Industrial and construction supply giant Fastenal on Wednesday reported sharply higher sales in its latest fiscal quarter.
But the numbers reportedly fell below what analysts expected for the Winona, Minnesota, distributor.
The company reported $1.78 billion in net sales in the latest reporting period, up 18% from the $1.5 billion reported in the second quarter of last year but slightly behind what Wall Street had projected. Shares of Fastenal stock fell more than 5% in premarket trading Wednesday morning.
The company’s net earnings, meanwhile, matched expectations at just more than $287 million, up nearly 20% from the same period in 2021.
Fastenal officials said the company saw continued growth in demand for manufacturing and construction equipment. The company said daily sales to manufacturing customers were up 23% in the latest quarter, while sales to non-residential construction customers climbed nearly 11% per day over that span.
Sales of fasteners jumped more than 21% in the most recent window; sales of the company’s safety products climbed nearly 14%. All other products increased daily sales by 17%.

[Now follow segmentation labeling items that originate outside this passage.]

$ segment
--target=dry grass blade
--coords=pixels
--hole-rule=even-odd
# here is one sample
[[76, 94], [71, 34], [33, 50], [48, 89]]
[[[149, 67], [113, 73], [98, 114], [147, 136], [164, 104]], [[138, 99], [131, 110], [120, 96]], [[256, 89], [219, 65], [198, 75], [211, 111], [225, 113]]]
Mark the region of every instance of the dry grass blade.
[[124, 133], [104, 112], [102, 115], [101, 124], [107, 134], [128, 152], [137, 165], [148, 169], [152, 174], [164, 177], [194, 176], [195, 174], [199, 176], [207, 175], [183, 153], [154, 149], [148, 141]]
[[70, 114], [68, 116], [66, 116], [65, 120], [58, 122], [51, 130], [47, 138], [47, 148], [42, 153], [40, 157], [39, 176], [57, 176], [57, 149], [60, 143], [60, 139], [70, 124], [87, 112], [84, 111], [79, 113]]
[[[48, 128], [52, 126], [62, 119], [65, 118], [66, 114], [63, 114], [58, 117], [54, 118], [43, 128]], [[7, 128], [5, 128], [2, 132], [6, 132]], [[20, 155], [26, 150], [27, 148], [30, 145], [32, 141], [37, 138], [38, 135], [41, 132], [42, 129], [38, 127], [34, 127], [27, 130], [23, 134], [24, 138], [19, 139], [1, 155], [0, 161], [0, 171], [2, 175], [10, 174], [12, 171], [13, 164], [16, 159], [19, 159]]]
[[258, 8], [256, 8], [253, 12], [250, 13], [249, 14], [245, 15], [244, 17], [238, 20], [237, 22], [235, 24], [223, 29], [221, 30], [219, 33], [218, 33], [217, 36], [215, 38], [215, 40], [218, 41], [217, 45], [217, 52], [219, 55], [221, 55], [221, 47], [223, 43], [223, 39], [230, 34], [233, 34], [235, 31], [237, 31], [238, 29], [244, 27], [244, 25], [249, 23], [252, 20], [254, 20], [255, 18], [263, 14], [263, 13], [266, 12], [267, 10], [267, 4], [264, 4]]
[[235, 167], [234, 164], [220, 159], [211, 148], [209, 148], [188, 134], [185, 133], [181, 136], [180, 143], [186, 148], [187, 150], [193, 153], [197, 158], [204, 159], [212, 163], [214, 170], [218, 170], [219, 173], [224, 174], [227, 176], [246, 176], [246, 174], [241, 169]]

The company said product pricing had an overall impact of 660 to 690 basis points compared to the previous second fiscal quarter, which officials attributed to efforts to mitigate the impact of inflation. Foreign exchange rates hampered sales by some 50 basis points, while costs for fuel, transportation services, plastics and key metals were “elevated but stable.”

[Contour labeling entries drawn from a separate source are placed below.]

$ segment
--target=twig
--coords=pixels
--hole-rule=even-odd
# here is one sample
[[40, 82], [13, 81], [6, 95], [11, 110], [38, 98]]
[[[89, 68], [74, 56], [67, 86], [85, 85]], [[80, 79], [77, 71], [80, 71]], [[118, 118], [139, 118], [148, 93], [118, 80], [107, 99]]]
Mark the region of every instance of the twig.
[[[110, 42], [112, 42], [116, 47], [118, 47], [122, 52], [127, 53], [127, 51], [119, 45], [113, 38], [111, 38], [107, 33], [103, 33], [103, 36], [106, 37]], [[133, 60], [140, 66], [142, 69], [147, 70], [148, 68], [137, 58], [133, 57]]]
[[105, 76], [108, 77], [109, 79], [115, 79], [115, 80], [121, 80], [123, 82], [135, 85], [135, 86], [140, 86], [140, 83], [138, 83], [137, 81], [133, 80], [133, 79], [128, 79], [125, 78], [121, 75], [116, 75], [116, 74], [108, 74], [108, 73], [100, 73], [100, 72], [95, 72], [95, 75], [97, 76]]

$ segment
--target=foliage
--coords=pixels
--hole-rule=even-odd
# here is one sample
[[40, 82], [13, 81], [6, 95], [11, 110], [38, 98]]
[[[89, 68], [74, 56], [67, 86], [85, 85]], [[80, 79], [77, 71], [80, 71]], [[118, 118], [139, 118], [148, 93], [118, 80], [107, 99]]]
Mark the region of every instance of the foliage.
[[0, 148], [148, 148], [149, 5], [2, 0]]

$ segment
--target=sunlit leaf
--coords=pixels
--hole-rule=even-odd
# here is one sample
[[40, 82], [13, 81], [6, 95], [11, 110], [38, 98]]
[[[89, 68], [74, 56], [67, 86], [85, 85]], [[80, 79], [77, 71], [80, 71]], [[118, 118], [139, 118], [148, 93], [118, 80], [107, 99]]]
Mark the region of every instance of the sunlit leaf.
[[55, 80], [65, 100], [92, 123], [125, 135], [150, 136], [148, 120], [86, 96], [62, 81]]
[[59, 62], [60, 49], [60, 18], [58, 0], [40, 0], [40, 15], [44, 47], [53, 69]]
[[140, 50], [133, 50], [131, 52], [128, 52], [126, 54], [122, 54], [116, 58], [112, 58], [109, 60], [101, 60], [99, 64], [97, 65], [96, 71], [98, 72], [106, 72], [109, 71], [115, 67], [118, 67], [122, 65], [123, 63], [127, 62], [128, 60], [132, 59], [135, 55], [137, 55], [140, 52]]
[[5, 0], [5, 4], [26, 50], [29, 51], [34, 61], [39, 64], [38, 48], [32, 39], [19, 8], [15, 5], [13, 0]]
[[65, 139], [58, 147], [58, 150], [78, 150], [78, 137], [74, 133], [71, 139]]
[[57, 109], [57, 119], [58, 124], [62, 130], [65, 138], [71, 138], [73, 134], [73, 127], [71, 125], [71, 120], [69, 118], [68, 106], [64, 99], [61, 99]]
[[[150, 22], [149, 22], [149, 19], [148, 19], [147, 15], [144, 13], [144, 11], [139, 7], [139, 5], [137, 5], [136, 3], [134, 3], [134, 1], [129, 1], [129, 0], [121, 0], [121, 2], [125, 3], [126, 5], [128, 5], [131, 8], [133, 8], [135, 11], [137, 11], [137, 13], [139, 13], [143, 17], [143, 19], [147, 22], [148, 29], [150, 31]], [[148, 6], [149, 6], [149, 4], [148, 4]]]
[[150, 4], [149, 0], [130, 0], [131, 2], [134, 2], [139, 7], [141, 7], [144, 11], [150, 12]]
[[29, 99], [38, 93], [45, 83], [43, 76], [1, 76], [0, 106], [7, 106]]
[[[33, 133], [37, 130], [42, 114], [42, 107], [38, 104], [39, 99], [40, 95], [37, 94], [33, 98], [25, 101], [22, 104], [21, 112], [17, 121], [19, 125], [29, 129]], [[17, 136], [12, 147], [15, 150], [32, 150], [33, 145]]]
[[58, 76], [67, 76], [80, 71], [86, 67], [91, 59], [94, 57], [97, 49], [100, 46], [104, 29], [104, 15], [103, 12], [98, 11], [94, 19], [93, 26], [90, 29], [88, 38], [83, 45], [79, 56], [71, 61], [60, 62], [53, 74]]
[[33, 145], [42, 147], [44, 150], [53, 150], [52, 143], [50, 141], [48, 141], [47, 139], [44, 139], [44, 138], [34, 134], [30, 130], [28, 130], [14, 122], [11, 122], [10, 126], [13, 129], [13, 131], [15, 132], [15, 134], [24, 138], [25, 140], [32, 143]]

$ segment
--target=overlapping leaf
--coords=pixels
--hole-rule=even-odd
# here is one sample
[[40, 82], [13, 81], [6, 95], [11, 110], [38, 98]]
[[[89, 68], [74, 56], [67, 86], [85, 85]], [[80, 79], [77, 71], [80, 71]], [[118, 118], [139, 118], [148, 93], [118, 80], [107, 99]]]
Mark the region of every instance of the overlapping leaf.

“We did not take any broad price increases in the second quarter of 2022, but benefited from carryover from actions taken in the first quarter of 2022, the timing of opportunities with national account contracts, and tactical, SKU-level adjustments,” the company said in a statement.
Fastenal said it opened two new branches in the latest quarter and closed 25 — which the company attributed to “normal churn” — while it closed 20 on-site locations and activated 81 new ones. The company’s total full-time employee headcount increased by more than 1,200 in the latest three-month window.